“We know more than we can tell.”
― Michael Polanyi (1891-1976)
“as human beings, we must inevitably see the universe from a centre lying within ourselves and speak about it in terms of a human language shaped by the exigencies of human intercourse. Any attempt rigorously to eliminate our human perspective from our picture of the world must lead to absurdity.”
― Michael Polanyi (1891-1976)
“This difference between a probability statement on the one hand, and the probability of a statement, or the degree of belief in a statement on the other, may seem elusive, but is actually quite obvious.”
― Michael Polanyi (1891-1976)
"The process of philosophic and scientific enlightenment has shaken the stability of beliefs held explicitly as articles of faith."
― Michael Polanyi (1891-1976)
"While tacit knowledge can be possessed by itself, explicit knowledge must rely on being tacitly understood and applied. Hence all knowledge is either tacit or rooted in tacit knowledge. A wholly explicit knowledge is unthinkable."

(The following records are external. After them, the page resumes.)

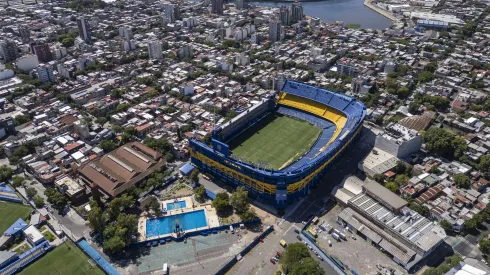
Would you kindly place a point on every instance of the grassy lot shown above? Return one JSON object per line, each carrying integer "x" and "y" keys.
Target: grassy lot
{"x": 276, "y": 141}
{"x": 65, "y": 259}
{"x": 10, "y": 212}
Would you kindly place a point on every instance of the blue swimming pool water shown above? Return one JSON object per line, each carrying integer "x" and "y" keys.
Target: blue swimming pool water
{"x": 176, "y": 205}
{"x": 166, "y": 225}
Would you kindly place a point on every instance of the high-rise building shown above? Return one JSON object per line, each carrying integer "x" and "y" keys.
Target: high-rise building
{"x": 125, "y": 33}
{"x": 297, "y": 12}
{"x": 8, "y": 50}
{"x": 155, "y": 50}
{"x": 177, "y": 13}
{"x": 42, "y": 51}
{"x": 241, "y": 4}
{"x": 169, "y": 12}
{"x": 24, "y": 33}
{"x": 285, "y": 15}
{"x": 45, "y": 73}
{"x": 275, "y": 30}
{"x": 84, "y": 29}
{"x": 217, "y": 6}
{"x": 185, "y": 51}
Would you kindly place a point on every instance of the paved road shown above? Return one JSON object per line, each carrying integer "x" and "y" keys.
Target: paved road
{"x": 74, "y": 225}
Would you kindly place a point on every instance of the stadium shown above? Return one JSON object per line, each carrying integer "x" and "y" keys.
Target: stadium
{"x": 280, "y": 147}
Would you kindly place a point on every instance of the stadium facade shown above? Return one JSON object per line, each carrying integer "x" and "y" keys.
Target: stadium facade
{"x": 340, "y": 118}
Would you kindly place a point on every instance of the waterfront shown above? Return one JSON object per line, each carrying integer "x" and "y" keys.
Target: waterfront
{"x": 349, "y": 11}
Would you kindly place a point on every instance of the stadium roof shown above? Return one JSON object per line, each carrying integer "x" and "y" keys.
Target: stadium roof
{"x": 16, "y": 227}
{"x": 5, "y": 256}
{"x": 186, "y": 168}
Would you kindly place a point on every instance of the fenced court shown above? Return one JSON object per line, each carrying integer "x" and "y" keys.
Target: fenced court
{"x": 10, "y": 212}
{"x": 275, "y": 141}
{"x": 65, "y": 259}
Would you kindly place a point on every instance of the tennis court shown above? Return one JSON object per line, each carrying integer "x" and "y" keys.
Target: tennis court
{"x": 10, "y": 212}
{"x": 65, "y": 259}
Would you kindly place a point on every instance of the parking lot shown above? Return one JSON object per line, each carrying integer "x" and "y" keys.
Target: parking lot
{"x": 357, "y": 254}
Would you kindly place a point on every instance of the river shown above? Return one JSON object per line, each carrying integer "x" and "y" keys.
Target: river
{"x": 348, "y": 11}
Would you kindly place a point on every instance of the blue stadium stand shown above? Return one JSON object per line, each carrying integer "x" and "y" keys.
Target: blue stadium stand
{"x": 339, "y": 116}
{"x": 92, "y": 253}
{"x": 26, "y": 258}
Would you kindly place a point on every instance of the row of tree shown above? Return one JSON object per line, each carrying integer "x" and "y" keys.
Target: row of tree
{"x": 117, "y": 228}
{"x": 238, "y": 201}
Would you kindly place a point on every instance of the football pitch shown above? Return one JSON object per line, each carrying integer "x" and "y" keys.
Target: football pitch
{"x": 10, "y": 212}
{"x": 66, "y": 259}
{"x": 275, "y": 141}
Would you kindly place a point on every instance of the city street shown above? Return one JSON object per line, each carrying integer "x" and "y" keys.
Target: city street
{"x": 72, "y": 223}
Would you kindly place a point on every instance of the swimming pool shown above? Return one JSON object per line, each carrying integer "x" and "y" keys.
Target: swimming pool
{"x": 176, "y": 205}
{"x": 166, "y": 225}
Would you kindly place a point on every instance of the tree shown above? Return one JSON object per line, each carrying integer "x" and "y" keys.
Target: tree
{"x": 307, "y": 266}
{"x": 379, "y": 178}
{"x": 461, "y": 181}
{"x": 393, "y": 187}
{"x": 485, "y": 246}
{"x": 401, "y": 180}
{"x": 249, "y": 214}
{"x": 444, "y": 143}
{"x": 38, "y": 202}
{"x": 101, "y": 120}
{"x": 221, "y": 202}
{"x": 378, "y": 120}
{"x": 31, "y": 192}
{"x": 292, "y": 256}
{"x": 239, "y": 200}
{"x": 18, "y": 181}
{"x": 119, "y": 204}
{"x": 425, "y": 76}
{"x": 484, "y": 164}
{"x": 446, "y": 225}
{"x": 200, "y": 193}
{"x": 195, "y": 176}
{"x": 431, "y": 67}
{"x": 108, "y": 145}
{"x": 56, "y": 199}
{"x": 5, "y": 173}
{"x": 96, "y": 218}
{"x": 470, "y": 225}
{"x": 413, "y": 107}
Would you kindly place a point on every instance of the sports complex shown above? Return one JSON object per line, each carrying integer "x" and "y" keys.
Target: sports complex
{"x": 280, "y": 147}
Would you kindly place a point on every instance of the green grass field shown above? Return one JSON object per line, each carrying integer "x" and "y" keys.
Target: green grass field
{"x": 66, "y": 259}
{"x": 275, "y": 141}
{"x": 10, "y": 212}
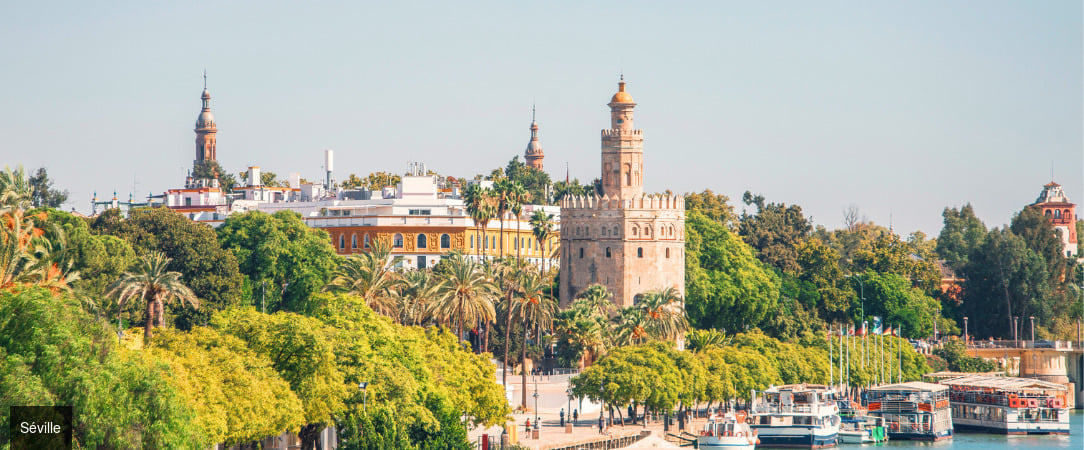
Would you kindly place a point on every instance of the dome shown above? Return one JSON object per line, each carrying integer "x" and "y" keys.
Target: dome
{"x": 621, "y": 95}
{"x": 205, "y": 119}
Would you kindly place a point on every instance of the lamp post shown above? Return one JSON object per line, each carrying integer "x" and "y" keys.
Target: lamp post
{"x": 569, "y": 410}
{"x": 1016, "y": 336}
{"x": 965, "y": 331}
{"x": 364, "y": 397}
{"x": 1032, "y": 318}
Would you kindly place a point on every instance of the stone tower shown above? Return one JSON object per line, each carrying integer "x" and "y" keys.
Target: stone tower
{"x": 205, "y": 130}
{"x": 1055, "y": 205}
{"x": 533, "y": 154}
{"x": 624, "y": 240}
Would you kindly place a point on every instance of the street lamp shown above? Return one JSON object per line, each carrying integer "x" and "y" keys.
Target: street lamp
{"x": 536, "y": 409}
{"x": 965, "y": 330}
{"x": 364, "y": 397}
{"x": 568, "y": 412}
{"x": 1016, "y": 329}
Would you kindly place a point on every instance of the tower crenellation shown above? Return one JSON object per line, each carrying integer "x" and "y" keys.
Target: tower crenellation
{"x": 626, "y": 240}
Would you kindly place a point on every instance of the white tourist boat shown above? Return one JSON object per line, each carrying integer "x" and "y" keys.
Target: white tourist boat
{"x": 802, "y": 415}
{"x": 728, "y": 431}
{"x": 1008, "y": 406}
{"x": 862, "y": 429}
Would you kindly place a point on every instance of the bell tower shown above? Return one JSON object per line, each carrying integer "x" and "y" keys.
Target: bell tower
{"x": 622, "y": 149}
{"x": 205, "y": 129}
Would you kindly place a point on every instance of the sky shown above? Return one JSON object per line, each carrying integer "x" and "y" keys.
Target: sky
{"x": 901, "y": 108}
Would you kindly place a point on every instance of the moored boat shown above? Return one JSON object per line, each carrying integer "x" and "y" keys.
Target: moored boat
{"x": 1008, "y": 405}
{"x": 913, "y": 410}
{"x": 727, "y": 432}
{"x": 862, "y": 429}
{"x": 796, "y": 415}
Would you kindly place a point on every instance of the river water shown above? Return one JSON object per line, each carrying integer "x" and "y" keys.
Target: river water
{"x": 988, "y": 441}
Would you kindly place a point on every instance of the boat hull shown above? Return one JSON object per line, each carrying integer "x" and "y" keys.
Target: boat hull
{"x": 796, "y": 438}
{"x": 724, "y": 442}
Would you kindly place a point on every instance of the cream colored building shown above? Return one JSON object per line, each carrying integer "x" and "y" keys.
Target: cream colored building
{"x": 626, "y": 240}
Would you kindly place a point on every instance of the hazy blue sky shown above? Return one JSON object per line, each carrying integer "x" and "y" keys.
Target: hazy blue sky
{"x": 899, "y": 107}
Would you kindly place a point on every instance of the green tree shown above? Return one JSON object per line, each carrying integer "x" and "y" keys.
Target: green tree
{"x": 465, "y": 297}
{"x": 282, "y": 253}
{"x": 54, "y": 354}
{"x": 42, "y": 193}
{"x": 713, "y": 206}
{"x": 725, "y": 285}
{"x": 236, "y": 396}
{"x": 151, "y": 282}
{"x": 301, "y": 350}
{"x": 962, "y": 233}
{"x": 775, "y": 231}
{"x": 370, "y": 277}
{"x": 209, "y": 270}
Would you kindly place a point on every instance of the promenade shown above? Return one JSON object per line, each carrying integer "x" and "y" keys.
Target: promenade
{"x": 552, "y": 399}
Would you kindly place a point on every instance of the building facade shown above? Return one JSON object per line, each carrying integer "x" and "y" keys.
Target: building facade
{"x": 1062, "y": 215}
{"x": 626, "y": 240}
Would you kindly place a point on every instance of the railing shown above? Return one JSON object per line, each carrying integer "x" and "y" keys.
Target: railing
{"x": 1039, "y": 344}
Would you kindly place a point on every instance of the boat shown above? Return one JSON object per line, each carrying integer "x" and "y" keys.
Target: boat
{"x": 803, "y": 415}
{"x": 862, "y": 429}
{"x": 728, "y": 431}
{"x": 1008, "y": 405}
{"x": 913, "y": 410}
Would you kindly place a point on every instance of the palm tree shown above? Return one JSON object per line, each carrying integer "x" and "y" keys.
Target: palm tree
{"x": 534, "y": 308}
{"x": 33, "y": 255}
{"x": 369, "y": 275}
{"x": 416, "y": 292}
{"x": 542, "y": 226}
{"x": 665, "y": 312}
{"x": 480, "y": 206}
{"x": 15, "y": 190}
{"x": 632, "y": 326}
{"x": 465, "y": 296}
{"x": 153, "y": 283}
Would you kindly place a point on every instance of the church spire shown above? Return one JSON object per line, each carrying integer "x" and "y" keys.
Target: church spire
{"x": 533, "y": 154}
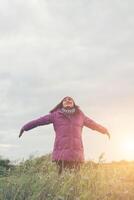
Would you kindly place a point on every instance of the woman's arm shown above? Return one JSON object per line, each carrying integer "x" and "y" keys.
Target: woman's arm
{"x": 47, "y": 119}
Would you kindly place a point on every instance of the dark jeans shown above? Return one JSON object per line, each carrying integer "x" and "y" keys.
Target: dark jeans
{"x": 64, "y": 164}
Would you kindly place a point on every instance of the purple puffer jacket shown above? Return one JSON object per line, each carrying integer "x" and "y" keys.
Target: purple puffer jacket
{"x": 68, "y": 129}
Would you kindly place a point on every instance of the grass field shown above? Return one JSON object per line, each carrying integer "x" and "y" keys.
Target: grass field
{"x": 37, "y": 179}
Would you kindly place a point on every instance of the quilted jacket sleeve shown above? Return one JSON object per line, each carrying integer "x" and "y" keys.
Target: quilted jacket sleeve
{"x": 93, "y": 125}
{"x": 47, "y": 119}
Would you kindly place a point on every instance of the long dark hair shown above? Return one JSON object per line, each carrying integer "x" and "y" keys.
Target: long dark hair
{"x": 60, "y": 105}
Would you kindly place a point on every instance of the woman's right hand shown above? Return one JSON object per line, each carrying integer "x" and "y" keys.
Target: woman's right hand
{"x": 21, "y": 132}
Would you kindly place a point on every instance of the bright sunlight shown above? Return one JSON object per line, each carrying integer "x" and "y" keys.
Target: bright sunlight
{"x": 127, "y": 147}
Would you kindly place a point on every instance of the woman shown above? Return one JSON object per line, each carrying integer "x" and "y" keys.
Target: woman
{"x": 68, "y": 121}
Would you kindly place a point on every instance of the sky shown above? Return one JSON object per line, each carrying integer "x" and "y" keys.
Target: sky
{"x": 56, "y": 48}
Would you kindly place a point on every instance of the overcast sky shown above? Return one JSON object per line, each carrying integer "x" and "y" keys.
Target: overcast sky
{"x": 53, "y": 48}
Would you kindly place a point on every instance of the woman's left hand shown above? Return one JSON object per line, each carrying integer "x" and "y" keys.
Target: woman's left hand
{"x": 108, "y": 134}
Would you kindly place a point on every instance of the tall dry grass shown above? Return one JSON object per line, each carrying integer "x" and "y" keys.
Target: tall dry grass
{"x": 37, "y": 179}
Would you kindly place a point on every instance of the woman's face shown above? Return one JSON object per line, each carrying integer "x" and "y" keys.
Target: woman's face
{"x": 68, "y": 102}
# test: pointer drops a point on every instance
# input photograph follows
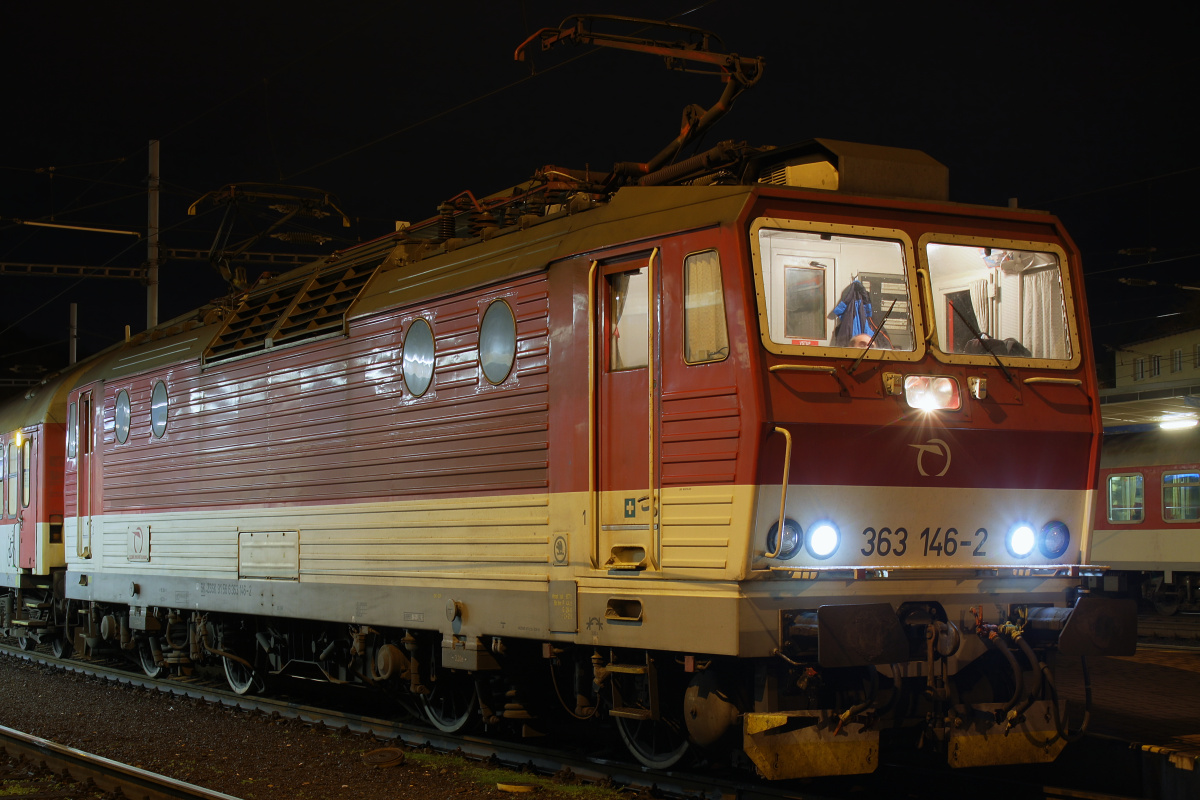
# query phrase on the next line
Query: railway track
(589, 768)
(78, 767)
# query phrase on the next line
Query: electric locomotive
(765, 461)
(768, 452)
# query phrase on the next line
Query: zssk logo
(940, 450)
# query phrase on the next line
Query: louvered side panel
(333, 422)
(701, 428)
(700, 506)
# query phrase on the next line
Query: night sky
(395, 107)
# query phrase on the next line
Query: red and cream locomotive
(773, 451)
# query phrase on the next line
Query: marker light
(1054, 540)
(931, 392)
(823, 539)
(1020, 541)
(793, 537)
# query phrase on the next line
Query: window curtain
(1043, 320)
(982, 306)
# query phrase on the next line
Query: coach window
(121, 416)
(159, 410)
(1126, 500)
(497, 342)
(418, 358)
(706, 336)
(1181, 497)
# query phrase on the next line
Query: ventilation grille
(282, 316)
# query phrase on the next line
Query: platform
(1150, 701)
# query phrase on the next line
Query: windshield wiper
(879, 329)
(983, 342)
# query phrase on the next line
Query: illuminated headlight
(823, 540)
(1054, 540)
(931, 392)
(1020, 541)
(792, 539)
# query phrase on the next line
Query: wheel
(60, 647)
(658, 744)
(241, 678)
(145, 656)
(451, 703)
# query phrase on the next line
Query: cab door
(627, 409)
(85, 469)
(27, 501)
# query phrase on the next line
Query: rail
(105, 773)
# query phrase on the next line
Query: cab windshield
(994, 299)
(834, 290)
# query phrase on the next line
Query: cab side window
(1126, 499)
(1181, 497)
(706, 336)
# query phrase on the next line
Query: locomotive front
(923, 489)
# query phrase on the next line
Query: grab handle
(783, 493)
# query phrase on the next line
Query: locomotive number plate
(929, 542)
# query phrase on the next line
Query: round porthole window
(121, 416)
(159, 410)
(497, 342)
(419, 358)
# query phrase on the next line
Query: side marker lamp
(933, 392)
(793, 539)
(823, 540)
(1020, 540)
(1054, 540)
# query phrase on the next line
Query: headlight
(792, 539)
(823, 540)
(931, 392)
(1054, 540)
(1020, 540)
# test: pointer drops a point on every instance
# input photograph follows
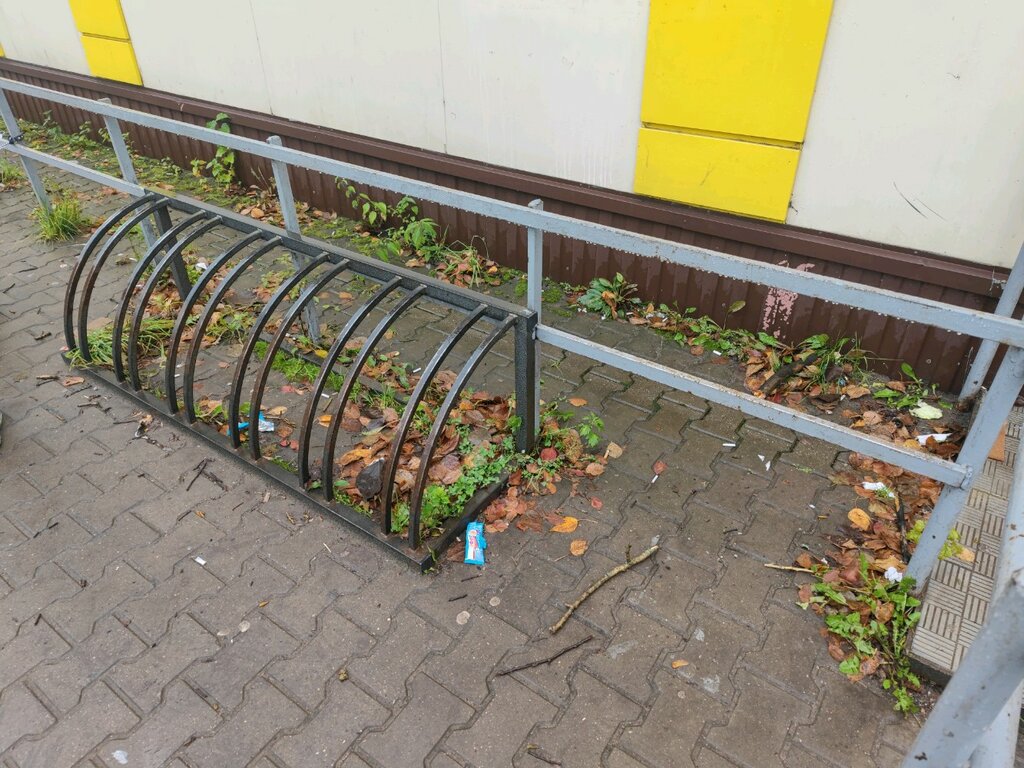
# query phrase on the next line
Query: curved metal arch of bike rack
(122, 312)
(327, 366)
(235, 401)
(90, 245)
(181, 322)
(259, 385)
(253, 242)
(142, 302)
(440, 419)
(401, 430)
(90, 280)
(327, 467)
(188, 375)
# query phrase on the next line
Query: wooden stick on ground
(598, 584)
(787, 567)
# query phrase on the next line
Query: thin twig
(200, 468)
(547, 659)
(787, 567)
(598, 584)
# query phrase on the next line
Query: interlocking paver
(99, 715)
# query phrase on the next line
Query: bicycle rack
(251, 243)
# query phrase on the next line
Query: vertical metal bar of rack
(286, 201)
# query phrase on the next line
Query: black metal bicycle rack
(248, 244)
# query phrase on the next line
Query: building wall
(896, 123)
(916, 129)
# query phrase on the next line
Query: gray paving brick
(264, 714)
(318, 660)
(20, 715)
(326, 736)
(181, 716)
(419, 726)
(99, 715)
(502, 726)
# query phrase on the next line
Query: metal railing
(985, 692)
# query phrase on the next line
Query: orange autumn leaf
(567, 525)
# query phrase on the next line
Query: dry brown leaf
(613, 451)
(859, 519)
(567, 525)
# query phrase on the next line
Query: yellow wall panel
(713, 172)
(113, 59)
(738, 67)
(101, 17)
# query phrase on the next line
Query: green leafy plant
(221, 165)
(607, 296)
(875, 621)
(10, 174)
(153, 338)
(902, 394)
(65, 220)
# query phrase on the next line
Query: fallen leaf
(859, 519)
(567, 525)
(613, 451)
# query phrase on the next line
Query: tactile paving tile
(956, 601)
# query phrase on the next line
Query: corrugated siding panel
(938, 355)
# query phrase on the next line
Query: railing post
(31, 169)
(535, 301)
(124, 161)
(286, 200)
(994, 410)
(986, 350)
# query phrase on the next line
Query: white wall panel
(199, 48)
(369, 68)
(42, 32)
(548, 87)
(916, 129)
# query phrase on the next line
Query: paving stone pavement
(118, 647)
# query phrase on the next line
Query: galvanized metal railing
(977, 716)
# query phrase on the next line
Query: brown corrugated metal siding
(939, 355)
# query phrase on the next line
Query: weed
(904, 393)
(152, 342)
(65, 220)
(10, 174)
(221, 165)
(875, 620)
(951, 547)
(607, 296)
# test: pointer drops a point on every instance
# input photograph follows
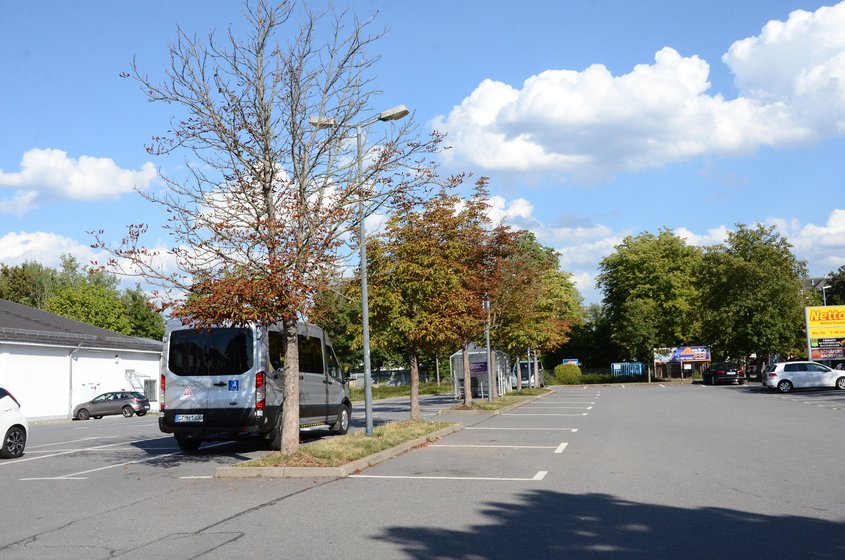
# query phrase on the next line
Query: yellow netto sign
(826, 332)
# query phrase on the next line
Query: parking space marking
(76, 475)
(546, 401)
(537, 477)
(559, 407)
(558, 449)
(30, 447)
(545, 414)
(58, 453)
(573, 430)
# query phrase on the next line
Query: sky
(593, 119)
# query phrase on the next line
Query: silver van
(226, 383)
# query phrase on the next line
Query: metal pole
(489, 360)
(365, 306)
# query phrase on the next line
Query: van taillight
(260, 391)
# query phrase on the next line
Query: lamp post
(393, 114)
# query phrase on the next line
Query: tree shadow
(567, 526)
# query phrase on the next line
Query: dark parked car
(117, 402)
(723, 372)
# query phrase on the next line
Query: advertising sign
(826, 332)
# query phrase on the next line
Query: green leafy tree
(143, 319)
(650, 293)
(589, 341)
(751, 294)
(29, 283)
(93, 304)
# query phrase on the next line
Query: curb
(479, 411)
(333, 472)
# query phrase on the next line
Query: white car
(13, 426)
(802, 375)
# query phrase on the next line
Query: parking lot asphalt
(647, 471)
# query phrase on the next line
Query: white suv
(13, 426)
(801, 375)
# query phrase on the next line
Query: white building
(51, 363)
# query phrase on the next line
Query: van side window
(276, 344)
(311, 355)
(334, 367)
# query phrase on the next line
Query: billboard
(682, 354)
(826, 332)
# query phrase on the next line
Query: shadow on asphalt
(599, 526)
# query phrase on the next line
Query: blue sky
(593, 119)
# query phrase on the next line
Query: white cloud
(714, 236)
(822, 246)
(51, 172)
(591, 124)
(19, 203)
(42, 247)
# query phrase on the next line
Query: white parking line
(26, 459)
(544, 414)
(545, 401)
(539, 476)
(573, 430)
(76, 475)
(501, 446)
(559, 407)
(30, 447)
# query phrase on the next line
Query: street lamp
(392, 114)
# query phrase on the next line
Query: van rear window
(216, 351)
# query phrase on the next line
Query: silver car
(787, 376)
(127, 403)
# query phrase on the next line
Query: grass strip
(386, 392)
(339, 450)
(502, 402)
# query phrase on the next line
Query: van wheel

― Michael Polanyi (1891-1976)
"The information in DNA could no more be reduced to the chemical than could the ideas in a book be reduced to the ink and paper: something beyond physics and chemistry encoded DNA."
― Michael Polanyi (1891-1976)
"A free society is regarded as one that does not engage, on principle, in attempting to control what people find meaningful, and a totalitarian society is regarded as one that does, on principle, attempt such control."
― Michael Polanyi (1891-1976)
"The amount of knowledge which we can justify from evidence directly available to us can never be large. The overwhelming proportion of our factual beliefs continue therefore to be held at second hand through trusting others, and in the great majority of cases our trust is placed in the authority of comparatively few people of widely acknowledged standing."
― Michael Polanyi (1891-1976)
"Personal participation is the universal principle of knowing."
― Michael Polanyi (1891-1976)
"So long as we use a certain language, all questions that we can ask will have to be formulated in it and will thereby confirm the theory of the universe which is implied in the vocabulary and structure of the language."
― Michael Polanyi (1891-1976)
"The first thing to make clear is that scientists, freely making their own choice of problems and pursuing them in the light of their own personal judgment, are in fact co-operating as members of a closely knit organization."